A gust of wind whipped her hair in her face again, and Tiberius shook his head. "That hair yields to no one." He brushed it from her face, tucking a thick lock behind her ear and holding her gaze, searching her eyes under the moonlight.
"I missed you, for what it's worth," she admitted. "I thought I'd die every day for that first year. Every milestone with Josiah was bittersweet. I truly am sorry and regretful."
"Nothing's wasted, though...right?"
What did he mean? Could they make up for the time eaten by fear and mistakes? "Right."
He leaned in, placing the shell in her palm as he grazed her lips with his.
"I finished the sketch!" Josiah's voice sliced through the moment.

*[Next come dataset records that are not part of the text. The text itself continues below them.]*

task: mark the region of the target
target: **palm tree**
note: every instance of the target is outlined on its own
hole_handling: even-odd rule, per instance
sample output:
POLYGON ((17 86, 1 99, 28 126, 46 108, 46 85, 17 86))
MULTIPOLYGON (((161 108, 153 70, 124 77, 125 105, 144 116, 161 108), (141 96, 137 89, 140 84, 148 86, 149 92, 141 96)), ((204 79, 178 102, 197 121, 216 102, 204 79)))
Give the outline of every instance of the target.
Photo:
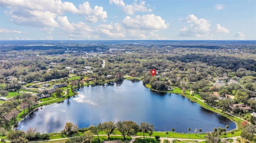
POLYGON ((198 131, 200 132, 200 139, 201 139, 201 132, 202 132, 202 129, 199 129, 198 131))
POLYGON ((191 128, 190 128, 190 127, 189 127, 188 128, 188 137, 190 138, 190 131, 191 130, 191 128))
POLYGON ((216 127, 214 127, 213 129, 213 131, 214 131, 215 132, 216 132, 218 131, 218 129, 217 129, 216 127))
POLYGON ((152 131, 150 131, 148 133, 148 135, 149 135, 150 137, 150 142, 151 142, 151 135, 153 134, 153 132, 152 131))
POLYGON ((225 127, 226 128, 226 131, 228 131, 228 129, 229 128, 229 125, 226 125, 225 127))
POLYGON ((239 118, 239 121, 240 121, 240 119, 241 119, 241 116, 242 115, 242 113, 241 112, 240 112, 239 113, 238 113, 238 115, 239 115, 239 117, 240 117, 240 118, 239 118))
POLYGON ((234 135, 234 131, 231 131, 231 139, 232 139, 232 137, 233 137, 233 135, 234 135))
POLYGON ((174 130, 175 130, 175 129, 174 129, 174 128, 172 128, 172 137, 174 137, 174 130))

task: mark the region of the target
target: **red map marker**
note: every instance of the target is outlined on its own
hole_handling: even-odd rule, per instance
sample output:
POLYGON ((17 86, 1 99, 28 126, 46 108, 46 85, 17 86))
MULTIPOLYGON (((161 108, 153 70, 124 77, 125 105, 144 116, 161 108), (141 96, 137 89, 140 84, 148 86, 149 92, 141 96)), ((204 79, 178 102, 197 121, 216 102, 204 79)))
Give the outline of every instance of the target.
POLYGON ((153 77, 154 77, 155 76, 156 73, 156 71, 155 69, 153 69, 152 70, 151 70, 151 71, 150 71, 150 73, 151 73, 152 76, 153 76, 153 77))

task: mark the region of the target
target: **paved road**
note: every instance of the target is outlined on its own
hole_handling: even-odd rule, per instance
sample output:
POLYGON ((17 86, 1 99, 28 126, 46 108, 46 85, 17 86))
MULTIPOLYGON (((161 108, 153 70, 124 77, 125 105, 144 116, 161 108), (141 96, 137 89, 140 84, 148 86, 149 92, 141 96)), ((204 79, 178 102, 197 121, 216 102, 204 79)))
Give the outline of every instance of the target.
MULTIPOLYGON (((122 135, 114 135, 114 136, 121 136, 122 135)), ((100 136, 106 136, 107 137, 107 135, 100 135, 100 136)), ((94 135, 94 136, 96 136, 96 135, 94 135)), ((140 136, 132 136, 132 137, 132 137, 132 140, 129 143, 133 143, 133 142, 135 140, 135 139, 136 138, 140 138, 140 136)), ((147 137, 147 138, 149 138, 150 137, 149 136, 145 136, 145 137, 147 137)), ((50 140, 44 140, 44 141, 30 141, 29 142, 29 143, 38 143, 38 142, 46 142, 46 141, 59 141, 59 140, 63 140, 63 139, 71 139, 74 137, 66 137, 66 138, 60 138, 60 139, 50 139, 50 140)), ((154 138, 154 137, 151 137, 152 139, 154 138)), ((238 137, 241 137, 240 136, 236 136, 236 137, 232 137, 232 139, 234 139, 234 141, 233 142, 233 143, 236 143, 236 138, 238 138, 238 137)), ((222 140, 224 140, 224 139, 231 139, 231 137, 228 137, 226 138, 224 138, 224 139, 222 139, 222 140)), ((164 139, 166 139, 166 137, 160 137, 160 140, 161 140, 161 143, 163 143, 163 141, 164 139)), ((177 140, 190 140, 190 141, 205 141, 205 139, 180 139, 180 138, 168 138, 168 140, 170 141, 173 141, 173 140, 174 139, 177 139, 177 140)), ((7 141, 7 142, 10 142, 10 141, 7 141)), ((171 142, 171 143, 172 142, 171 142)))

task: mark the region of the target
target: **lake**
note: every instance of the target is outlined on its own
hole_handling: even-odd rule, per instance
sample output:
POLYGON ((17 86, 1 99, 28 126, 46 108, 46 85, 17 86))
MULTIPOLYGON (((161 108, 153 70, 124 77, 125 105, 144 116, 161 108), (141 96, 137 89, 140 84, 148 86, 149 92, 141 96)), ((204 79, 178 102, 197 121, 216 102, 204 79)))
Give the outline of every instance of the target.
POLYGON ((66 122, 79 128, 112 121, 142 121, 154 125, 155 131, 191 133, 196 128, 202 132, 214 127, 236 128, 229 119, 204 109, 178 94, 150 91, 139 80, 125 80, 114 85, 85 86, 75 97, 63 102, 42 106, 18 124, 18 129, 29 127, 40 133, 60 132, 66 122))

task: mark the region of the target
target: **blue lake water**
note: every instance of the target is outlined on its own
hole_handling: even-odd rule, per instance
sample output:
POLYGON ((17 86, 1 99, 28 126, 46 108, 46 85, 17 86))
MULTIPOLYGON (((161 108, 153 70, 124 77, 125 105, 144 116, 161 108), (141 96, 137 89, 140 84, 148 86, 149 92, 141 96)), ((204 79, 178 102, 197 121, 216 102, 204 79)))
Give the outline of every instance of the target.
POLYGON ((188 128, 191 127, 191 132, 196 128, 206 132, 226 125, 229 130, 236 128, 233 121, 181 95, 151 91, 140 81, 124 80, 107 87, 85 86, 78 92, 75 97, 39 108, 21 121, 18 128, 26 131, 31 127, 41 133, 50 133, 63 130, 66 122, 81 128, 125 120, 139 125, 148 122, 156 131, 174 127, 176 132, 188 133, 188 128))

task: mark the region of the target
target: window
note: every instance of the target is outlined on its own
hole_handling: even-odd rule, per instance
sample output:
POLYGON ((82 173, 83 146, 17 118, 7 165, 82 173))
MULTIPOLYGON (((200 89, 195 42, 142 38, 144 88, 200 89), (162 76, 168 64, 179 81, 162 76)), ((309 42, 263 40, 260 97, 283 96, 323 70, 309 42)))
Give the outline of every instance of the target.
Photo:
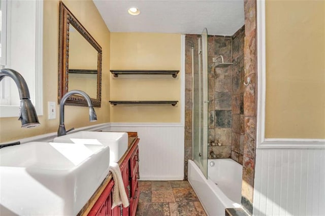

Tiberius pulled away and tossed her a smirk. Then they walked in comfortable silence toward the house. As they drew closer, hairs rose on the back of Bexley's neck. She hesitated, peering into the darkness and seeing nothing.
But a dark presence hovered. Watching. Waiting.

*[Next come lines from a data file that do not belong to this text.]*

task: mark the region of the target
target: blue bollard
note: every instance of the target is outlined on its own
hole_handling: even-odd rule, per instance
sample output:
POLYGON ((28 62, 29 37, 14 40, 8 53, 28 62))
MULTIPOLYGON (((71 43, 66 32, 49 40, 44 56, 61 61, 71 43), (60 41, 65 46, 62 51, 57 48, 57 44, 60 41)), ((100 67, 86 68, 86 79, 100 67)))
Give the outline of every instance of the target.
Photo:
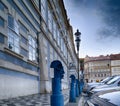
POLYGON ((70 83, 70 97, 69 97, 69 102, 76 102, 76 79, 74 75, 70 76, 71 78, 71 83, 70 83))
POLYGON ((83 87, 84 87, 84 81, 83 79, 80 80, 80 94, 83 91, 83 87))
POLYGON ((61 62, 55 60, 50 65, 54 68, 54 78, 52 78, 51 106, 64 106, 64 97, 61 88, 61 79, 64 77, 64 70, 61 62))
POLYGON ((79 87, 78 87, 78 79, 76 79, 76 97, 79 97, 79 87))

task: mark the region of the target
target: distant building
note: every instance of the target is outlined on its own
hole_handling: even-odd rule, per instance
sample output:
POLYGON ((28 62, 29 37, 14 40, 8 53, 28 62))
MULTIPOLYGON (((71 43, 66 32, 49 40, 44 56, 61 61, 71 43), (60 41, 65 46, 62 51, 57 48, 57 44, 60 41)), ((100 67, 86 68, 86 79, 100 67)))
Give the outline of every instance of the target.
POLYGON ((73 42, 63 0, 0 0, 0 99, 50 93, 53 60, 68 89, 69 63, 78 64, 73 42))
POLYGON ((85 57, 84 79, 87 82, 101 81, 110 76, 110 72, 110 56, 85 57))

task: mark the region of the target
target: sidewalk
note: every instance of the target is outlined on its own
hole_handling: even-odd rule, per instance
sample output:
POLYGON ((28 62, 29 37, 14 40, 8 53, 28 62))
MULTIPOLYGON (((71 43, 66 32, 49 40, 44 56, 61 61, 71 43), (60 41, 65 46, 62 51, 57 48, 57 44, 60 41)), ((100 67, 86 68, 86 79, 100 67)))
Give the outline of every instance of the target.
POLYGON ((80 97, 76 98, 76 103, 68 102, 65 106, 84 106, 84 96, 81 94, 80 97))
MULTIPOLYGON (((51 94, 34 94, 29 96, 0 100, 0 106, 50 106, 51 94)), ((69 91, 63 91, 64 105, 69 100, 69 91)))

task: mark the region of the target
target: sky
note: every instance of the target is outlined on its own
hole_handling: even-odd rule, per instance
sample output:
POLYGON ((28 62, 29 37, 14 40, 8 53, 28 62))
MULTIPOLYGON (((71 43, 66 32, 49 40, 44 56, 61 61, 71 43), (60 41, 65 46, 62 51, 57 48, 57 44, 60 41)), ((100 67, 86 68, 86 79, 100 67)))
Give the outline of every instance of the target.
POLYGON ((120 0, 64 0, 68 19, 81 32, 80 58, 120 53, 120 0))

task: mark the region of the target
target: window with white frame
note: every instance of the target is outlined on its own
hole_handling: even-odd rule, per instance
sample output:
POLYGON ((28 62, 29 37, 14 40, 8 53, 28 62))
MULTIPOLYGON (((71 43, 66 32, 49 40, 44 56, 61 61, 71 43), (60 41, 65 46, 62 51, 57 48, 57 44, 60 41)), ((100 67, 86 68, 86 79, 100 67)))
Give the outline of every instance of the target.
POLYGON ((8 46, 16 53, 20 52, 19 40, 20 37, 18 23, 12 17, 12 15, 8 15, 8 46))
POLYGON ((56 40, 56 23, 53 21, 53 38, 56 40))
POLYGON ((36 60, 36 41, 31 35, 28 36, 28 40, 29 40, 29 59, 31 61, 35 61, 36 60))
POLYGON ((46 14, 47 14, 46 2, 47 2, 46 0, 41 0, 41 14, 45 22, 46 22, 46 14))
POLYGON ((50 32, 52 33, 52 13, 50 9, 48 10, 48 28, 50 32))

Inside, she locked the door and headed for her bedroom while Josiah showed Tiberius the sketch of Ahnah's tattoo. She took out her contacts and put on her glasses, then pulled her hair up into a big clip. She glanced out the window and froze, her heart jumping into her throat.
Forcing herself to calmly enter the hall, she waved her hands and caught Tiberius's attention.
"Someone's outside my bedroom window again."